Cela s’accompagnerait également d’une charge supplémentaire considérable pour le budget, car la Confédération paie des intérêts pour ses dettes. En 2023, le service de la dette s’élevait au total à 1,25 milliard de francs. Pendant longtemps, les taux d’intérêt étaient très bas, parfois même négatifs. Pendant plusieurs années, la Confédération a reçu de l’argent pour contracter des dettes. La différence entre la croissance (nominale) et les intérêts était également négative. Dans cette situation, le taux d’endettement fond de lui-même, même lorsque les budgets sont équilibrés ou légèrement déficitaires. Des économistes de renom ont prédit que cette situation durerait à long terme. Mais l’époque des taux d’intérêt négatifs est pour l’instant révolue. Depuis, les taux d’intérêt ont également augmenté en Suisse.
Un bref calcul montre ce que la hausse des taux d’intérêt signifie pour le budget de l’Etat. Avec un taux d’intérêt de 1,5 %, les frais d’intérêts annuels de la dette supplémentaire hypothétique s’élèveraient à plus de 4 milliards de francs, suffisamment pour financer les dépenses pour l’agriculture et la coopération économique au développement ou, pendant un an et demi, l’ensemble du domaine des EPF avec deux hautes écoles ainsi que divers instituts de recherche. Même si la Confédération pouvait actuellement s’endetter à 0,7 %, les dépenses d’intérêts supplémentaires permettraient tout de même de financer chaque année l’ensemble des dépenses des EPF. Ces sommes illustrent le poids potentiel d’une dette plus élevée. Outre l’utilité réelle des dépenses, elles ont également un coût d’opportunité. Les dettes montrent bien que l’on n’a rien sans rien.

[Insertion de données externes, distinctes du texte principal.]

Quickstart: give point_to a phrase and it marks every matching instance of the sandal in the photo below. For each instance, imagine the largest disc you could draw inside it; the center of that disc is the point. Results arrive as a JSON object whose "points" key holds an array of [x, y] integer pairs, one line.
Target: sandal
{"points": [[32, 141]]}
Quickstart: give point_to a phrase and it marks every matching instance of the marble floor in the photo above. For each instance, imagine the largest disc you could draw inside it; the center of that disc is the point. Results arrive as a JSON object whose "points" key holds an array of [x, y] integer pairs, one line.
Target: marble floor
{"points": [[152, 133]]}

Assouplir le frein à l’endettement est dangereux
Cette prise de conscience se perd souvent dans les discussions actuelles sur l’assouplissement du frein à l’endettement. Même si, comme il en est question actuellement, on ne s’endetterait «que» de 15 milliards, cela aurait un coût à long terme. Chaque année, aux conditions actuelles, cela représenterait environ 100 millions de francs d’intérêts supplémentaires. Si l’on prend le taux d’intérêt moyen des obligations de la Confédération à dix ans sur les 30 dernières années, ce serait même le triple. D’ici 2050, les dépenses d’intérêts s’élèveraient ainsi à 8 milliards de francs, soit plus que ce que la Suisse dépense chaque année pour la défense nationale ou pour l’ensemble du domaine de la formation et de la recherche.

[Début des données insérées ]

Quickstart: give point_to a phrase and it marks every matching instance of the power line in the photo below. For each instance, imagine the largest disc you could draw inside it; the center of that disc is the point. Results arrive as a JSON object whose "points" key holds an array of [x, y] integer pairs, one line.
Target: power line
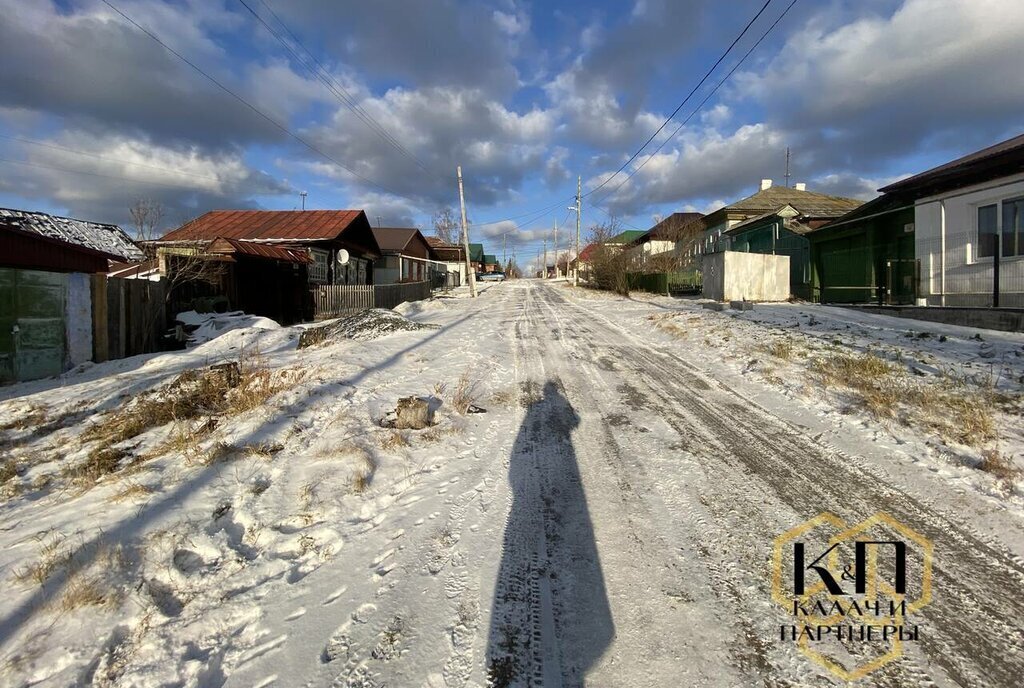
{"points": [[339, 91], [105, 158], [701, 103], [688, 96], [253, 108]]}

Les dettes ne sont donc fondamentalement ni bonnes, ni mauvaises. Leur recours devrait toutefois toujours se faire dans l’optique que les coûts restent supportables pour les générations futures. Le grand danger d’un assouplissement du frein à l’endettement ne réside donc pas tant dans un seul poste budgétaire financé par la dette, mais dans l’accumulation trompeuse des convoitises. Récemment, les discussions ont tourné autour des dépenses de défense et de la reconstruction de l’Ukraine, demain elles porteront sur un fonds pour le climat et une augmentation des retraites. La force du frein à l’endettement réside dans le fait qu’il discipline le zèle des politiques en matière de dépenses. Sans lui, les groupes d’intérêts les plus divers menacent d’imposer une exception ou des dépenses supplémentaires pour défendre leurs intérêts. Le problème n’est pas la dépense individuelle, mais l’accumulation au fil du temps.